Its Booker operation stood out with an in excess of 16% increase in sales on both a 1- and 2-year basis, as the reopening of restaurants, cinemas, and bars, and catering helped to boost the numbers, despite the disruption of December, and could also be a key contributor in Q4 as the UK’s number one food retailer reinforces its position at the top of the UK food chain.

As we look to today’s full-year numbers the UK’s number one food retailer saw group sales excluding fuel rise 2.5% to £54.77bn, while adjusted operating profit beat expectations, coming in at £2.83bn, a rise of 58.9%. Free cash flow surged by almost 70% to £2.28bn.

Including fuel sales, group revenues rose 6% to £61.34bn, with fuel sales rising 48% as people moved about more relative to 2020 when a lot of the population was locked down.

Today’s numbers have been an impressive performance across the board with UK retail seeing a 0.4% rise in like for like sales, while the reopening of the hospitality sector helped its Booker operation grow like for like sales by 15.3%.
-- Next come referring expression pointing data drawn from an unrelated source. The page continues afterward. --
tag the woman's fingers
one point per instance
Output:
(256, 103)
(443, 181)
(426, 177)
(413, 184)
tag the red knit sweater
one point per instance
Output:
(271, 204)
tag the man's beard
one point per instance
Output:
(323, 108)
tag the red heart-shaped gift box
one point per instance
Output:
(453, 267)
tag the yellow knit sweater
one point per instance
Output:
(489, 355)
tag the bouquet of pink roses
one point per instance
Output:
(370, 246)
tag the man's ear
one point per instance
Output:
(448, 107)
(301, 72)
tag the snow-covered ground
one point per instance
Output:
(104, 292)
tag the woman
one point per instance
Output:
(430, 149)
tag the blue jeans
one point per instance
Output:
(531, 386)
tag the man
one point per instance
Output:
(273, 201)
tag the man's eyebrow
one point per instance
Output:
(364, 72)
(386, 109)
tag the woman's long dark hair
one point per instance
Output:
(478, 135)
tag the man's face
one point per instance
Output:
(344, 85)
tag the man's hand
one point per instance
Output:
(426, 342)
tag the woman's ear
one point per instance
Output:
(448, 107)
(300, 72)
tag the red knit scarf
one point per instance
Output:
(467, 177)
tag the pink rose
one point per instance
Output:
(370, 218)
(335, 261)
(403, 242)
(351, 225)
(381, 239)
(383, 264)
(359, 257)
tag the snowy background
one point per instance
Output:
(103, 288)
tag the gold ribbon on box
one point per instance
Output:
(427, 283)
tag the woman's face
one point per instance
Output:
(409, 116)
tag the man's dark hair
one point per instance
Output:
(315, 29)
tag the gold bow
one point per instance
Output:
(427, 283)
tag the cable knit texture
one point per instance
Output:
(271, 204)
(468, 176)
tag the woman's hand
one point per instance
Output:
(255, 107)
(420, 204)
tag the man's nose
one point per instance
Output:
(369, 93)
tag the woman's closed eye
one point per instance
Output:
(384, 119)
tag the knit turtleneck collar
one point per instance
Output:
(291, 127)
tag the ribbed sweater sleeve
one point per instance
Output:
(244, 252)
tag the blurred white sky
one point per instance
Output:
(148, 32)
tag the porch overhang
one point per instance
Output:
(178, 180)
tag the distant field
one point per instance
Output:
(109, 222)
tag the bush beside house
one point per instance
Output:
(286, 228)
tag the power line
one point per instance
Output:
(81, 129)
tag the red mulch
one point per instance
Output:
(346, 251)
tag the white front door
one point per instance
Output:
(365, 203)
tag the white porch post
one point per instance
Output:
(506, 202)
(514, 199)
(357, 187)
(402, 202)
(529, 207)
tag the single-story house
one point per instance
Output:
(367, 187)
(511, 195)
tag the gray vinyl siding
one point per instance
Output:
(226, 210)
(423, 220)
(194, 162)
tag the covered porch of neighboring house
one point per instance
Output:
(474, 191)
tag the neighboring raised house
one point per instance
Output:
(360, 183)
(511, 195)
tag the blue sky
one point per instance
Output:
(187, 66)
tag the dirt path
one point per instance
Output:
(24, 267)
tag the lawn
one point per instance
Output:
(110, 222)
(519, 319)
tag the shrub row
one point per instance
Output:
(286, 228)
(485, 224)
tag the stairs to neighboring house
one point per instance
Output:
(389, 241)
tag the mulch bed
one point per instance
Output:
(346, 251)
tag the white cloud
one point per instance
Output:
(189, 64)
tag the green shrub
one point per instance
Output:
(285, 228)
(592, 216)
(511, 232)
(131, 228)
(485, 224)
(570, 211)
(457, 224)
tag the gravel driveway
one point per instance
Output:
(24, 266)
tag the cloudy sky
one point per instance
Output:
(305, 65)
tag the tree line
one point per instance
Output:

Although today’s numbers are good news for shareholders with Tesco undertaking to pay a final dividend of 7.7p a share, management were cautious about the outlook going forward.

For 2023 adjusted operating profits are expected to come in between £2.4bn to £2.6bn, a modest decline on today’s numbers.

This shouldn’t come across as too surprising when you consider today’s CPI number showed that inflation surged in March to 7%, and we haven’t even taken into consideration the various price and tax rises that are expected to hit consumers wallets in April.

Tesco has pledged to continue its Aldi price match scheme and extend it to 650 lines, along with various Clubcard promotions.

This determination will in turn keep pressure on margins with the likes of Aldi and Lidl likely to keep the pressure on the whole sector, with Tesco’s peers of Sainsbury, Asda and Morrisons facing similar challenges.

Tesco has already pledged to increase staff wages in its efforts to retain service levels, raising salaries by 6%, while rising fuel prices are likely to increase the costs of maintaining its delivery and logistics operations.

The supermarket is also undergoing a three-year cost-saving program, as it looks to cut £1bn, by repurposing space in-store, closing its Jack’s brand, and improving its procurement processes.